Department of Ophthalmology

 

Ophthalmology Education

 

 

Research Electives

OP801 Mechanisms of Human Retinal Degeneration
10-12 months; 1-2 students throughout the year
Samuel G. Jacobson, MD, PhD

 

Non-invasive testing is used to explore the mechanisms underlying inherited degenerations of the retina in man and animal models, either as natural history studies or responses to treatment. Testing modalities include electrophysiology, psychophysics and imaging.

For further information, please contact Dr. Jacobson, 6th Floor Scheie Eye Institute, 215-662-9981, jacobsos@mail.med.upenn.edu.

 


 

OP802 Gene Therapy for Inherited Retinal Degeneration
1 student; duration of elective varies
Jean Bennett, MD, PhD

 

The student will assist in the development of gene therapy-based treatments for retinal disease. Target diseases include retinitis pigmentosa, choroideremia, diabetic retinopathy and age-related macular degeneration. The projects entail molecular biological studies aimed at developing recombinant viral vectors, in vitro assays and animal model studies.
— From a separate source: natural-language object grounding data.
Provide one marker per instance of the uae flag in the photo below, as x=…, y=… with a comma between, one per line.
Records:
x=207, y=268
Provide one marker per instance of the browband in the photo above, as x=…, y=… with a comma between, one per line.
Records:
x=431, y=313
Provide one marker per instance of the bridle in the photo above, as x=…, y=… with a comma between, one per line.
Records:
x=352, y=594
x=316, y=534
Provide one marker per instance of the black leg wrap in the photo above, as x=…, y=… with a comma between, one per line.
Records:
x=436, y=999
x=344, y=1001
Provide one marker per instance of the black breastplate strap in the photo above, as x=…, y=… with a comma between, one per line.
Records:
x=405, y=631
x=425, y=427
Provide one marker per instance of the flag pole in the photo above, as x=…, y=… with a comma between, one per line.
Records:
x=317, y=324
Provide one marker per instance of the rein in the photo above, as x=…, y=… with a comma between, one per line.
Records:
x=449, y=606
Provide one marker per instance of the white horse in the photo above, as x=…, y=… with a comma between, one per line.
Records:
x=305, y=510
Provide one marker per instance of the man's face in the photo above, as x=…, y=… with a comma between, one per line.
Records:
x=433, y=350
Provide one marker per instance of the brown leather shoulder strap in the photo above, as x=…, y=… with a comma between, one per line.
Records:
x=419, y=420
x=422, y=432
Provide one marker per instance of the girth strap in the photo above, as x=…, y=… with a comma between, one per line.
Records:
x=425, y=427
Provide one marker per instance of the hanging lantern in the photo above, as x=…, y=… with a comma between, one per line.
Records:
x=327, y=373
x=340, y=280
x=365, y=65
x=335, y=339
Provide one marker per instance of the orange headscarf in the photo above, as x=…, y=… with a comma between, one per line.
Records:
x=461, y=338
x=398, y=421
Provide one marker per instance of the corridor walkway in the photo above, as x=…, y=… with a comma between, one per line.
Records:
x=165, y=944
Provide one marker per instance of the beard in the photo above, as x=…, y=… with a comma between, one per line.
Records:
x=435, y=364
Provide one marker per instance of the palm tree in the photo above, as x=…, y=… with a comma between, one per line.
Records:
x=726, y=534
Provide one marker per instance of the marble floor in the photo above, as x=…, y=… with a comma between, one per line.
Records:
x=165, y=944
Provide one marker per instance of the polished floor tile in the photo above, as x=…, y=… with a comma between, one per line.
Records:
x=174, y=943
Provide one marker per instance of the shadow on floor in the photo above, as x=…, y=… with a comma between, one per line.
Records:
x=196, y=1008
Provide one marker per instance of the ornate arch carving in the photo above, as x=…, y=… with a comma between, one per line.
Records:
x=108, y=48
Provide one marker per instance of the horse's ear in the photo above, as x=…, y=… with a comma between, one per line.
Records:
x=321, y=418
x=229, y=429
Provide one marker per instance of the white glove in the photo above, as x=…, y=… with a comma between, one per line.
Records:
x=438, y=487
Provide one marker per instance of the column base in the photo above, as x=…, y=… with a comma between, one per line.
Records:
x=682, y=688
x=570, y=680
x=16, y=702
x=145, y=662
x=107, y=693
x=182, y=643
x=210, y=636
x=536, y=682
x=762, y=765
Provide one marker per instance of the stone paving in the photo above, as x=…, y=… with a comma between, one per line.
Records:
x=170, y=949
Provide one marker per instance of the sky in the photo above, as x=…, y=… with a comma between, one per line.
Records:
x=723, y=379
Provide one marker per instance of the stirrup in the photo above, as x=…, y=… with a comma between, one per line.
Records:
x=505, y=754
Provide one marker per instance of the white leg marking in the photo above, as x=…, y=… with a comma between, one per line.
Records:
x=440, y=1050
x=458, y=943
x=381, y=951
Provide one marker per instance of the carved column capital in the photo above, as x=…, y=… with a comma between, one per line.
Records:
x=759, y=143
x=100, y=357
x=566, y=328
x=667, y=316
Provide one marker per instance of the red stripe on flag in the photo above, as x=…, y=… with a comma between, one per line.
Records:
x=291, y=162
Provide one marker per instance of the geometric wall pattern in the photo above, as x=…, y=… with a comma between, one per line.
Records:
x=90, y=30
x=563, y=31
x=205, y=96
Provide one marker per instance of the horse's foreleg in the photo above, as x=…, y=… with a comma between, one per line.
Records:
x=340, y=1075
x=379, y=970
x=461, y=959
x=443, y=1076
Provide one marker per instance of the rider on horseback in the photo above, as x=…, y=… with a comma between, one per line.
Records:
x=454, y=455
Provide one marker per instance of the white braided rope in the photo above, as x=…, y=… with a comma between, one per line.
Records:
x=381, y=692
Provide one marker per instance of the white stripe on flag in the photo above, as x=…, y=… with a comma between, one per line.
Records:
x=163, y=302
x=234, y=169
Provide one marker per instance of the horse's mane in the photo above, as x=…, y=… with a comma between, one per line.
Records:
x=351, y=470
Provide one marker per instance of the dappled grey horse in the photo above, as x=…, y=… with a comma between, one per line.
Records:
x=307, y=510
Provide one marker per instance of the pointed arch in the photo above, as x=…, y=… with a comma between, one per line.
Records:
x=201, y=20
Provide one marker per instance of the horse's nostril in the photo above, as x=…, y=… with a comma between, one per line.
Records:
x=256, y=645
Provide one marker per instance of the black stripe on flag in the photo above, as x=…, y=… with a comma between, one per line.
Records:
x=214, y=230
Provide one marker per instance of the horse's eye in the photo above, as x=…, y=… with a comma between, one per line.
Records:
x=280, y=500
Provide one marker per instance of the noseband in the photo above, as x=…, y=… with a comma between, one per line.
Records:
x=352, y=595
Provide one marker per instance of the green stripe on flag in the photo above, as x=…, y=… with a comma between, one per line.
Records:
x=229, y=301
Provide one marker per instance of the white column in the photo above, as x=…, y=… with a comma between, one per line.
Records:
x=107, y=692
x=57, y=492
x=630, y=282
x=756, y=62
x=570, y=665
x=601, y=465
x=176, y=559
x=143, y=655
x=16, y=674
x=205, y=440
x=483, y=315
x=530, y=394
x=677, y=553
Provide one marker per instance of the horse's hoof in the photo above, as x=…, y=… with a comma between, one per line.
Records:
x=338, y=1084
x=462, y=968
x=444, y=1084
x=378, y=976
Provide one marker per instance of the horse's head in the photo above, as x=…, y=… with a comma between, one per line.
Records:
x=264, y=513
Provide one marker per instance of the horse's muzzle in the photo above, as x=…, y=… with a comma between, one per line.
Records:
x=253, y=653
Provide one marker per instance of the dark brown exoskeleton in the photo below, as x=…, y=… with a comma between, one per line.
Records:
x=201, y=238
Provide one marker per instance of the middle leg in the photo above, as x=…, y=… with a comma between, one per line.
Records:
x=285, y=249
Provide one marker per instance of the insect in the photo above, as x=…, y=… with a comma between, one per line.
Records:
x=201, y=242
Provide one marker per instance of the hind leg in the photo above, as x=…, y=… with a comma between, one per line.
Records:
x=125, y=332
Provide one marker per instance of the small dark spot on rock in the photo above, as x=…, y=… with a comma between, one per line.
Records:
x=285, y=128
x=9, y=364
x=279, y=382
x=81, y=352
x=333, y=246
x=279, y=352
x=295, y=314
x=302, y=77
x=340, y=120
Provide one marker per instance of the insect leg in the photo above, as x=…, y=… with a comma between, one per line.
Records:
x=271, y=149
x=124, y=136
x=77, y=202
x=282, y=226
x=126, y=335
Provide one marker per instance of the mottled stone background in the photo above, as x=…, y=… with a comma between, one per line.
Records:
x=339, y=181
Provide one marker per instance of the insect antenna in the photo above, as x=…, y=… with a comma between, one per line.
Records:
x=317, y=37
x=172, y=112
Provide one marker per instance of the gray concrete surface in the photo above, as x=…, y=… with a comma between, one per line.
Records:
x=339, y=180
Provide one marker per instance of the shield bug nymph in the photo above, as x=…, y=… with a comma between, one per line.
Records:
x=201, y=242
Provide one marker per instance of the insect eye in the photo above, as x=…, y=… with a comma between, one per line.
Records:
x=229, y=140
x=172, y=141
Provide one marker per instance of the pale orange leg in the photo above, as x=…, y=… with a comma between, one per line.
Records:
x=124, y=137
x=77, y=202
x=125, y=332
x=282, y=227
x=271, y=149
For more information, please contact Dr. Bennett, 310 Stellar-Chance, 215-898-0915, jebennet@mail.med.upenn.edu.

 


 

OP803 Characterization of an Animal Model of Inherited Retinal Degeneration
1 student; duration of elective varies
Jean Bennett, MD, PhD

 

This project aims to characterize the pathogenesis of retinal disease in a line of transgenic mice that were generated by this lab and designed to manifest the most devastating complication of age-related macular degeneration (AMD), namely, choroidal neovascularization. Results from non-invasive retinal examinations will be performed on these transgenic mice as a function of age. Results will then be correlated with histopathological findings. The results promise to be useful in developing new treatments for AMD.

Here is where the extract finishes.